English Artist in Yemen [Archives:2000/20/Last Page]
“I traveled a great deal and love the challenge of spotting my subject and setting up my easel in the open air.
My aim is to capture and create something of the distinctive light and colors of every country visited- from Scotland and Cornwall to Venice, from Arabia Felix to Mexico.” Annable Ridly
In London’s West End, at 27 Cork Street behind the Royal Academy of Arts on Piccadilly, an Exhibition of Oil Paintings and Watercolors took place, from 27th March to 1st April. What is interesting is that it featured no less than twelve paintings of Yemen by the British artist, Annable Ridly.
At the two packed Private Views, these were the centers of intense interest, depicting as they did a whole range of human subjects and fascinating locations: the buzz of the fish market by the brightly colored ‘Dhows’ at Al-Hodeidah, gardeners bent double over their work in Old Sanaa, children collecting sorghum near Al-Mahweet, goatherds returning to Bayt Baws, the amazing original highrise dwellings of Shibam with children and goats outside its multicolored doors, a most sacred tomb near Seiyun and the peaceful glory of Mosques at Al-Mahweet-where you see the painter pictured with her friends-and at Qubbat Al Bakiryah in Old Sanaa contrasting starkly with frenzied actively and bobbing fluorescent umbrellas within and without the gates of Bab-al-Yemen.
“At a time when, in recent months, the world’s media have been all too ready to depict and stir trouble, some real but a lot imagined, between Yemen and Britain, how often throughout that exhibition did I hear how those scenes illustrated a wholly different picture, indeed the true picture of everyday life in the Yemen,” Ridly said.

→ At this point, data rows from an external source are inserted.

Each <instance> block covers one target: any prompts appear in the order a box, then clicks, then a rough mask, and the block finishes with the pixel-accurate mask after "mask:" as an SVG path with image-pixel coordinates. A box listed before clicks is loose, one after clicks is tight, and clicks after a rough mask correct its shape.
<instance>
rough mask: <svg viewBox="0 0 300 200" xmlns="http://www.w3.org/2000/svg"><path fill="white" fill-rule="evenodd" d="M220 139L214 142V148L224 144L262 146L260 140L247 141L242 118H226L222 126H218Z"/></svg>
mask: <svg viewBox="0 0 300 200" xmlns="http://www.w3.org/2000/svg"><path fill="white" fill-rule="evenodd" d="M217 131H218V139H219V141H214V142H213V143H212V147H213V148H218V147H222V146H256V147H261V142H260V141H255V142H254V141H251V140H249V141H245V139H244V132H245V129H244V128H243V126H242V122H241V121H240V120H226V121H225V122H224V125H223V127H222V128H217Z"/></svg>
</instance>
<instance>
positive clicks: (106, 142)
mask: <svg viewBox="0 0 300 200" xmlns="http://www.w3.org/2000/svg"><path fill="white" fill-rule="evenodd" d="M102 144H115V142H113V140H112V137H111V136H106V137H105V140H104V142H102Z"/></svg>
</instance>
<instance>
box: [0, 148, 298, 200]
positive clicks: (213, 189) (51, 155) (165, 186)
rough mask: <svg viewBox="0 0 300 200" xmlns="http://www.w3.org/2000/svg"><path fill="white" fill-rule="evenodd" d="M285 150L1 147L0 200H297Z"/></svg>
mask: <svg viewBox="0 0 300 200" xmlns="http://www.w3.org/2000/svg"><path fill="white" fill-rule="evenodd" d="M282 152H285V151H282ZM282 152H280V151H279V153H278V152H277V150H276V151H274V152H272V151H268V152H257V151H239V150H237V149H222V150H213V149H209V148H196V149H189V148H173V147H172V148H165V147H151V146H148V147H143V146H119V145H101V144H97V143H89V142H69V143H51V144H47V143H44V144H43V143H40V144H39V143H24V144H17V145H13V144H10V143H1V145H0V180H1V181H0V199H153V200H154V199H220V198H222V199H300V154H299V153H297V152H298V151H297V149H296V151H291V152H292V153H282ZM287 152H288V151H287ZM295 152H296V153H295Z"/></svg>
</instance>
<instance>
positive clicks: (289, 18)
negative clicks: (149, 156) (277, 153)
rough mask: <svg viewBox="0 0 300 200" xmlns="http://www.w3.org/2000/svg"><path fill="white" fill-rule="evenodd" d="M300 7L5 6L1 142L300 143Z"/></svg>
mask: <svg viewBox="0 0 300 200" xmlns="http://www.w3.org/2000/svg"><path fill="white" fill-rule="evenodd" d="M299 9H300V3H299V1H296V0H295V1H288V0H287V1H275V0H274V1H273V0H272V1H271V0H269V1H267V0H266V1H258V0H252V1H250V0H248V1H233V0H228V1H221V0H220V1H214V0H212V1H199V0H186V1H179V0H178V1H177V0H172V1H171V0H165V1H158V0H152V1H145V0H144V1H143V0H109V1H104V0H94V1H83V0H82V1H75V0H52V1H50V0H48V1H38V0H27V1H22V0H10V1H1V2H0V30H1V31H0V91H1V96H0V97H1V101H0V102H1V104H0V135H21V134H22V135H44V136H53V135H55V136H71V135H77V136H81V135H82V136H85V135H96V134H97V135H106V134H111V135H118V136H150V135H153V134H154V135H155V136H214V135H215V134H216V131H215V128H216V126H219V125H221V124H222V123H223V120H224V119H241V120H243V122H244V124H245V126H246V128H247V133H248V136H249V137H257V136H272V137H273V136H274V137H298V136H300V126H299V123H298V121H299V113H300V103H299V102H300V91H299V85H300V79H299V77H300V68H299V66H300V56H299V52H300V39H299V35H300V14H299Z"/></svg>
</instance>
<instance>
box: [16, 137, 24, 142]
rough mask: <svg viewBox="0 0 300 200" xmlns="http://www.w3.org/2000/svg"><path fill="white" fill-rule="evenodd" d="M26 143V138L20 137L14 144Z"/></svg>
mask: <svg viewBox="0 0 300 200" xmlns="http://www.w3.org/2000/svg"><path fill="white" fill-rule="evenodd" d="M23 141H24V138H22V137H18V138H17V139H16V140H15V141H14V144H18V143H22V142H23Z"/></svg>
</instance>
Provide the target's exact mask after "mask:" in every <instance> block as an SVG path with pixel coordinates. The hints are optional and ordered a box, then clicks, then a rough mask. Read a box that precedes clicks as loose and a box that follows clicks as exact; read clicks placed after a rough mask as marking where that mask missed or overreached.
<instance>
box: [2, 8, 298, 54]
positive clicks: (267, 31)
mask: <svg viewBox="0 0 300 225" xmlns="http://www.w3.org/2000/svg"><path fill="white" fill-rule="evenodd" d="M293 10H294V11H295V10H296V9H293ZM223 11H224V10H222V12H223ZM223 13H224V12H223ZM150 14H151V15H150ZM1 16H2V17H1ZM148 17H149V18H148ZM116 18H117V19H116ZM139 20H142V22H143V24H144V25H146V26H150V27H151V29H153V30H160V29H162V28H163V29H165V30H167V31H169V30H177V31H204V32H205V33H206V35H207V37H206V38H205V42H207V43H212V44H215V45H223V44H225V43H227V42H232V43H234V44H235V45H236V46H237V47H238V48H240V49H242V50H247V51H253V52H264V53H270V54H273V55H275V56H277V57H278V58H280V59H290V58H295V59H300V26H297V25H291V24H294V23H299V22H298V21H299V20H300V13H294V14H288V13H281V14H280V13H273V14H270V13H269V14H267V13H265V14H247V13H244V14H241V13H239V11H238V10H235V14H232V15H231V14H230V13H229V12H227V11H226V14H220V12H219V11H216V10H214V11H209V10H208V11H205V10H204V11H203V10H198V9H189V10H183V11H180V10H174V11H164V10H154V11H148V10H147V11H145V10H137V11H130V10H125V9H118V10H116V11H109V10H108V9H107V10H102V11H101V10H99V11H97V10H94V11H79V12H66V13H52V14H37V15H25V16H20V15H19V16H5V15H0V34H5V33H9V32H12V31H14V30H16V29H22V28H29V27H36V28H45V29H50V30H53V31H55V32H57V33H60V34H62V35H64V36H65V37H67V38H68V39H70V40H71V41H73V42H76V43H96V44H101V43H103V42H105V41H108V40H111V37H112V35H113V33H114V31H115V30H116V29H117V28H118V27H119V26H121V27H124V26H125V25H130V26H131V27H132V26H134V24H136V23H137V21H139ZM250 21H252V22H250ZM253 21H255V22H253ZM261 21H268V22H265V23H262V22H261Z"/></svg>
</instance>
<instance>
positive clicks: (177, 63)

Annable Ridly has visited Yemen for five successive times and savored that unique combination of a kind and welcoming people with open house and ready hospitality, living out their lives among the architectural treasures and sheer natural beauty of one of God’s finest creations. Recently, she has been invited to mount an Exhibition, sponsored by the British Council, of her pictures in the National Gallery at Old Sana’a.
To cement those ever improving relations between the two countries, under the auspices of Halaqa (the Yemen International Cultural Circle) in Sanaa and the British Yemeni Society in London, an Exhibition is planned in early November in the Kufa Gallery in London of paintings of Yemeni Artists and of British Artists like Annable Ridly who have painted in Yemen. It will be a unique opportunity to see Yemen through the eyes of Yemeni Artists in one Exhibition. Plans are also being made to exhibit the paintings of Yemeni Artists in Cardiff, Birmingham and possibly other centers, both before and after the Exhibition in London.
It is worth noting that Riddly has participated in more than 7 group exhibitions and held 3 sole exhibitions, one of which was held in Sana’a in 1998.